Thousands of litres of poisons are added to millions of litres of water pumped under pressure to break up the substructure of gas bearing rock.
This report from Treehugger, however, means the frackers who don’t want to take responsibility will be seriously fracked.
See it here.
‘Fracking’ Wastewater That Is Treated For Drinking Produces Potentially Harmful Compounds
“Enhanced Formation of Disinfection By-Products in Shale Gas Wastewater-Impacted Drinking Water Supplies”
Environmental Science & Technology
Concerns that fluids from hydraulic fracturing, or “fracking,” are contaminating drinking water abound.
Now, scientists are bringing to light another angle that adds to the controversy. A new study, appearing in the ACS journal Environmental Science & Technology, has found that discharge of fracking wastewaters to rivers, even after passage through wastewater treatment plants, could be putting the drinking water supplies of downstream cities at risk.

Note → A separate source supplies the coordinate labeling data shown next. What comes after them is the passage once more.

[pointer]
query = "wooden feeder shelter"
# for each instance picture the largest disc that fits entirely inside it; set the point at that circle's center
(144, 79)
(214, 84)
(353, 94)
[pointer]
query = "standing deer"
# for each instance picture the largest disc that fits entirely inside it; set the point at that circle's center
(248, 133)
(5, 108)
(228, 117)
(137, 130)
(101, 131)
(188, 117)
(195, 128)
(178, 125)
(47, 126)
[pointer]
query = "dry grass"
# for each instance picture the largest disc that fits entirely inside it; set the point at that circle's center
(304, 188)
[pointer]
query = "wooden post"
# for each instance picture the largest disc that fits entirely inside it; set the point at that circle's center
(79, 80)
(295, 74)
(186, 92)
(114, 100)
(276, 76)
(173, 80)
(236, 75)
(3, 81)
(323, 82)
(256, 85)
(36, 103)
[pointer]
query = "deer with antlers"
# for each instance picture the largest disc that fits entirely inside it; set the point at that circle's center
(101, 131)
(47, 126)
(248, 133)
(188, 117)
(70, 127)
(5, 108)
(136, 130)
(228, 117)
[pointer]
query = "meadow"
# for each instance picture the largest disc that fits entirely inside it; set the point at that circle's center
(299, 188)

William A. Mitch, Avner Vengosh and colleagues point out that the disposal of fracking wastewater poses a major challenge for the companies that use the technique, which involves injecting millions of gallons of fluids into shale rock formations to release oil and gas. The resulting wastewater is highly radioactive and contains high levels of heavy metals and salts called halides (bromide, chloride and iodide). One approach to dealing with this wastewater is to treat it in municipal or commercial treatment plants and then release it into rivers and other surface waters. The problem is these plants don’t do a good job at removing halides. Researchers have raised concern that halide-contaminated surface water subsequently treated for drinking purposes with conventional methods, such as chlorination or ozonation, could lead to the formation of toxic byproducts. Mitch’s team set out to see if that was indeed the case.
The researchers diluted river-water samples of fracking wastewater discharged from operations in Pennsylvania and Arkansas, simulating real-world conditions when wastewater gets into the environment. In the lab, they then used current drinking-water disinfection methods on the samples. They found that even at concentrations as low as 0.01 percent up to 0.1 percent by volume of fracking wastewater, an array of toxic compounds formed.
Based on their findings, the researchers recommend either that fracking wastewater should not be discharged at all into surface waters or that future water treatment include specific halide-removal techniques.